William Peter Blatty’s The Ninth Configuration

William Peter Blatty’s The Ninth Configuration is tough to encapsulate in a review and pretty much impossible to tether to any specific genre. Picture a gum-ball machine full of primary coloured spheres and a few speckled throughout that are multicoloured and not just that but the colours seem to shift, migrate and elbow each other around the tiny globe like a scintillating oil spill. That’s not to say that the vast majority of single colour orbs don’t represent films that defy genre or think outside the box, it’s just that the multi hued mystery flavour ones head so far out past the stratosphere of genre playgrounds that they almost create a plane all their own. This is most definitely one such film.
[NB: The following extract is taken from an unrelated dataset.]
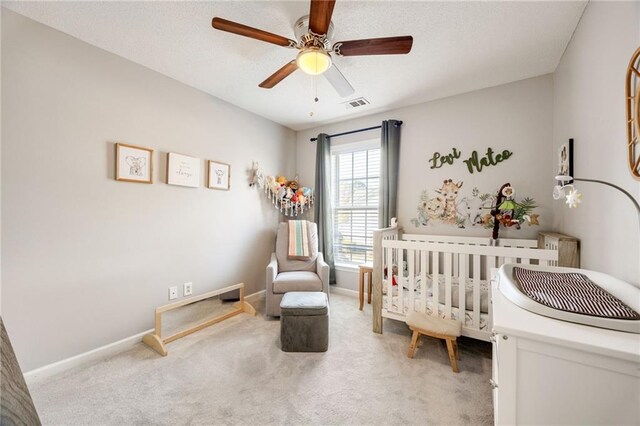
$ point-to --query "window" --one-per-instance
(355, 185)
Somewhere in the misty mountains of the Pacific Nortwest (actually filmed in Germany and Hungary) a giant, gothic castle plays host to a group of American ex-soldiers, committed to mental health treatment for PTSD and a host of other issues but left to roam free and act out their delusions more than anything else. Among them are Captain Billy Cutshaw (Scott Wilson), a once great astronaut who wigged out and lost his shit minutes away from a moon voyage launch, Frankie Reno (Jason Miller) who is recreating Shakespeare plays using all canine actors and a whole team of others with their own set of eccentricities. Together they are a classroom full of clowns who at first appear to be irreversible loonies, but as we know in human beings, that is ever solely the case. Stacy Keach is Colonel Vincent Kane, a distant, disturbed psychiatrist brought into treat them and he uses methods that range from complacent to empathetic to just as bizarre as their behaviour. I’ve just described general plot but that does nothing in imparting the dense, deep and often elusive philosophical ideas this wondrous film has to offer.
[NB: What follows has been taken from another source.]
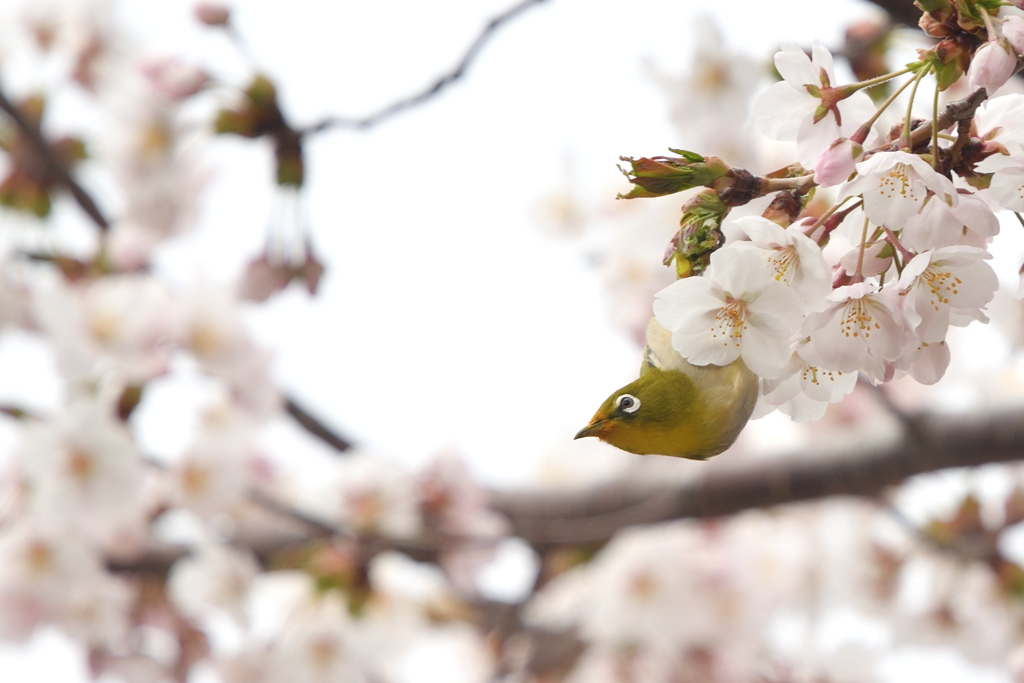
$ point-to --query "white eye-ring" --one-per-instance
(628, 403)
Blatty we all know as the author of The Exorcist, and he’s made it very clear that this is the spiritual sequel to that story. It’s a tough film to digest and unpack but infinitely rewarding for a few key reasons: He is adapting his own novel here, and as such we get an unfiltered glimpse of his creative ideas that cuts out all middle men and is the purest form of his work on the page. This was mostly financed by Pepsi of all people, who made a deal with him that if he filmed at least part of it in Hungary (where they had landlocked funds) that there’d be no interference on their part on anyone else’s. This allows a difficult, unconventional but extremely rewarding experience to unfold onscreen. Wilson is brilliant as the spooked astronaut, hiding his true nature behind a barrage of nonsensical banter and getting as down to earth as anyone could in a heartbreaking monologue that outlines exactly why he wouldn’t go to the moon and pinpoints a good portion of humanity’s collective existential dread in the process. Keach is hauntingly detached as Kane, a man obsessed with duality and the nature of good and evil in our world, it’s a tough character to nail down but the arc is secure in his hands. This is one of those ‘like nothing you’ve ever seen before’ films that can actually say it’s earned it. Part psychological thriller, part cerebral mood piece with touches of dark comedy, sympathy for the afflicted and ambition to understand the turmoil and alienation of the human spirit. Absolutely brilliant film.